I consider the following random circulant matrix
$$ H_w = F^* \mathrm{diag}(w_1, \dots w_p)F, \, w_i\overset{iid}{\sim}\Gamma(1,1), $$ where $F$ is the matrix for discrete Fourier transform, $F^*$ its complex conjugate. Let $h_{w}$ be its square principal submatrix of order $r$, $r < p$ which is also leading (that is $h_w$ is an upper-left block of $H_w$ of size r).
I want to approximate the following expectation $$ \mathbb{E}_w[(h_w + \mu\Sigma)^{-1}h_w], \, \mu > 0, $$ where $\Sigma$ is diagonal with strictly positive elements, $\mu$ is a small but fixed parameter (one can consider limit $\mu \rightarrow 0$).

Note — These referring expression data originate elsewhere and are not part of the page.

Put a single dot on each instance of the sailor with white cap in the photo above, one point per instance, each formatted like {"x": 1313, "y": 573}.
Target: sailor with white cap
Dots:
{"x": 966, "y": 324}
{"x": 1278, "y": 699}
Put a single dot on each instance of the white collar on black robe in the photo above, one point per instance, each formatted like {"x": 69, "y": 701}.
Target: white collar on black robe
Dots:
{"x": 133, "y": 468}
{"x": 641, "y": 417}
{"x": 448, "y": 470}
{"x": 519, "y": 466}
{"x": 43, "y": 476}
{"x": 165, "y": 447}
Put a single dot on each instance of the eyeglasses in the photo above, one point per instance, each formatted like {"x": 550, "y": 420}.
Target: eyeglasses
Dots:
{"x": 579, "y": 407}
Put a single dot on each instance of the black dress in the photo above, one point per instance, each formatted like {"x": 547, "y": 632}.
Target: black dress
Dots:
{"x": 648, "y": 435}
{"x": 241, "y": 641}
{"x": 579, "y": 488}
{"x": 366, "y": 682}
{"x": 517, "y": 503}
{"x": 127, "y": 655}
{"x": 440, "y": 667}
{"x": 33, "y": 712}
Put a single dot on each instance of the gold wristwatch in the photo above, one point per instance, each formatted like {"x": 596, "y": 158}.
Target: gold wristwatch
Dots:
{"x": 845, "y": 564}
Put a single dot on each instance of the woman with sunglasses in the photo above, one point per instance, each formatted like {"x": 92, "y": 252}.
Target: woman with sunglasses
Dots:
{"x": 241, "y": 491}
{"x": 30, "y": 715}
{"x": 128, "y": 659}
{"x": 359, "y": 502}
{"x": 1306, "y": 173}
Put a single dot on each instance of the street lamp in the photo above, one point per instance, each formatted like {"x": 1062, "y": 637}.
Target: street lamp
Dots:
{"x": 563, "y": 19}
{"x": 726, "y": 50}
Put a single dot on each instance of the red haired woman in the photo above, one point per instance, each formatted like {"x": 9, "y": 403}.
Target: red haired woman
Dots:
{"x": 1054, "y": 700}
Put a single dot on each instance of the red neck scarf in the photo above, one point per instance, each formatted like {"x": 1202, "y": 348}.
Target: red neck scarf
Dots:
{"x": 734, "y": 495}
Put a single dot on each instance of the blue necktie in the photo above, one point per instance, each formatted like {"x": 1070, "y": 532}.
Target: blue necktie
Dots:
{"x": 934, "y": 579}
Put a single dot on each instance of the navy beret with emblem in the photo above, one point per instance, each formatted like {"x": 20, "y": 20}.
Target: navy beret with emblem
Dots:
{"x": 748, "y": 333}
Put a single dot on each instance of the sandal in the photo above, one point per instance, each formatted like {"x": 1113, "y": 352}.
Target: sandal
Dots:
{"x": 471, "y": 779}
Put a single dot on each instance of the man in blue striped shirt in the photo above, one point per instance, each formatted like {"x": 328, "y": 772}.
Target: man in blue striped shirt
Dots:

I want to get the first-order correction to the above mean in $\mu$. Of course, this question can be generalized to arbitrary random matrices, however, I believe that there is a higher chance to get a closed answer for the special structure above. I would be also happy even with any concentration of measure result on the above product.
Note: Naive application of Neumann series (assuming that $h_w$ will dominate $\mu\Sigma$) gives first order correction $\mu h_w^{-1}\Sigma$. Expectation of such term in $w$ seems divergent, as $\int_{0}^{+\infty} x^{-1}e^{-x}\, dx = +\infty$. Surely, it is a problem of expansion but not of the expectation itself.
$h_w$ is invertible almost surely, it is quite easy to show using Courant-Fisher characterization of eigenvalues that smallest eigenvalue of $h_w$ is not smaller than $\min(w_1, \dots, w_p) \sim \mathrm{Exp}(p)$.
p.s. I have seen that there is a lot of literature on random matrices with iid components but I have never seen anything like this.